The global problem could result in bankruptcies and loss of personnel if airports (in addition to airlines) are unable to earn money in neither the second nor the third quarter, which is the entire duration of the season.

“Many small airports have annual passenger volumes of under 100,000. They do not earn much, anyway, and the local authorities do have sufficient funds for subsidies. As a result, these airports have nothing with which to maintain their certification (infrastructure, equipment, and staff availability) and pay salaries... As soon as this situation is over, everyone will spend all their money – even the money under the pillow – and they will no longer be willing to work at airports for UAH 5,000-6,000 per month just for the prestige of aviation. Therefore, there is a huge risk of many airports losing their employees and not being able to resume operations if the situation drags on into the summer," Treskunov said.

Now, some figures from the Ukrainian State Air Traffic Services Enterprise (UkSATSE). The average daily number of flights serviced by the enterprise had reduced by 58% as of March 18, compared with last year’s figures, including a 66% reduction in the number of international flights and a 45% reduction in the number of transit flights through Ukraine’s airspace.

The transformation of Ukraine into a white spot on the aviation map of Europe is deepening, and this will ultimately affect UkSATSE’s revenue. Dolyntse suggests that the loss of revenue by the entire industry (carriers, airports, ground handling services, UkSATSE, etc.) will reach UAH 10 billion in the first quarter.

After coronavirus

It is also true that the COVID-19 pandemic will be a good "filter" for carriers by clearly demonstrating whose business model is the most stable. “Those who survive this crisis will have opportunities because the market will be cleaned up,” Dolyntse said.

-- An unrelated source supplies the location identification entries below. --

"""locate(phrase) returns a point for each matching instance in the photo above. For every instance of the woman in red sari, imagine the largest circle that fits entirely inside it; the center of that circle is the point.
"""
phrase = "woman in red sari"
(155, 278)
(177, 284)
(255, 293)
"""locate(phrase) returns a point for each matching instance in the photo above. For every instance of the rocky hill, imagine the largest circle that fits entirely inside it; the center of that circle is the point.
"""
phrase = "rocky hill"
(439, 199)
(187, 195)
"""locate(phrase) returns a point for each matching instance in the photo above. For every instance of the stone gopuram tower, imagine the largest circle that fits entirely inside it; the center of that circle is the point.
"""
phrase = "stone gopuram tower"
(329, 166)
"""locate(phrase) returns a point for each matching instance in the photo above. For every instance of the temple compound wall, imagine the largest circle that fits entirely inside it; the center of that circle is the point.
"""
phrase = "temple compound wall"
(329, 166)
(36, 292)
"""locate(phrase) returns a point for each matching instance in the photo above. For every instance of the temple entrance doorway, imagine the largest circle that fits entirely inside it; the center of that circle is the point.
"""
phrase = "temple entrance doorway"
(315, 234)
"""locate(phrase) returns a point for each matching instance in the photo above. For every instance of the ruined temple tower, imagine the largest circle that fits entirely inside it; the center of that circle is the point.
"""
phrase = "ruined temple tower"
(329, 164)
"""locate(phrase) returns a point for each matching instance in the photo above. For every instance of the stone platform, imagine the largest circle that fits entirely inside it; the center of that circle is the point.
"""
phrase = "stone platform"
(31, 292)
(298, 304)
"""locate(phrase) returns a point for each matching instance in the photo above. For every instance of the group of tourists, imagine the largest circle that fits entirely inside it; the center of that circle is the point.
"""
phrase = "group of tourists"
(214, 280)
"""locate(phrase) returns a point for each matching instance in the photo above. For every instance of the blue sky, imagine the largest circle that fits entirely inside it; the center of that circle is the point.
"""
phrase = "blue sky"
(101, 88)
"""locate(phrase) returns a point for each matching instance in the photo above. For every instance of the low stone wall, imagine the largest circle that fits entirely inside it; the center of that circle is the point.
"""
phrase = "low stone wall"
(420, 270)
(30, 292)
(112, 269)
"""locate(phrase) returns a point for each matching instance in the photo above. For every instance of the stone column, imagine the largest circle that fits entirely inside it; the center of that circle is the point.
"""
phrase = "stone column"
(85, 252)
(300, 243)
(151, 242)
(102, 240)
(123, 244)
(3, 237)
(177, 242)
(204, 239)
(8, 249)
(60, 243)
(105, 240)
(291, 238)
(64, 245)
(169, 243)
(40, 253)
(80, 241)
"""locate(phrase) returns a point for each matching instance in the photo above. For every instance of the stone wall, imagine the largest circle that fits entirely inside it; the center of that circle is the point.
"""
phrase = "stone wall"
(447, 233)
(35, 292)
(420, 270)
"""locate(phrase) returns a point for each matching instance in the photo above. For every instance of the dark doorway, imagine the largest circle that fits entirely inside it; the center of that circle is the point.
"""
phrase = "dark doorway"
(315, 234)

According to analysts at CAPA – Centre for Aviation (who are predicting that most airlines in the world will be bankruptby the end of May 2020), the post-coronavirus chaos will alternatively offer a unique opportunity to reframe the foundations of the global airline industry.

"If the will is there, finding the right directions will require leadership and a recognition that there is no place for nationalist attitudes in this most international of all industries," the consulting company said in a report.

According to the consulting company, the global airline industry is fragmented and largely unviable, and the government response to the world health war against the coronavirus has been fragmented and it is being resolved along national lines, with limited consultation.

“As things stand, the likely tepid response to the airline crisis will equally be fragmented and nationally based. It will consist mostly of bailing out selected national airlines. If that is the default position, emerging from the crisis will be like entering a brutal battlefield, littered with casualties," the consulting company said in the report. The only way to prevent such situations in the future is to merge aviation businesses based on common and not national interests, the consultants said.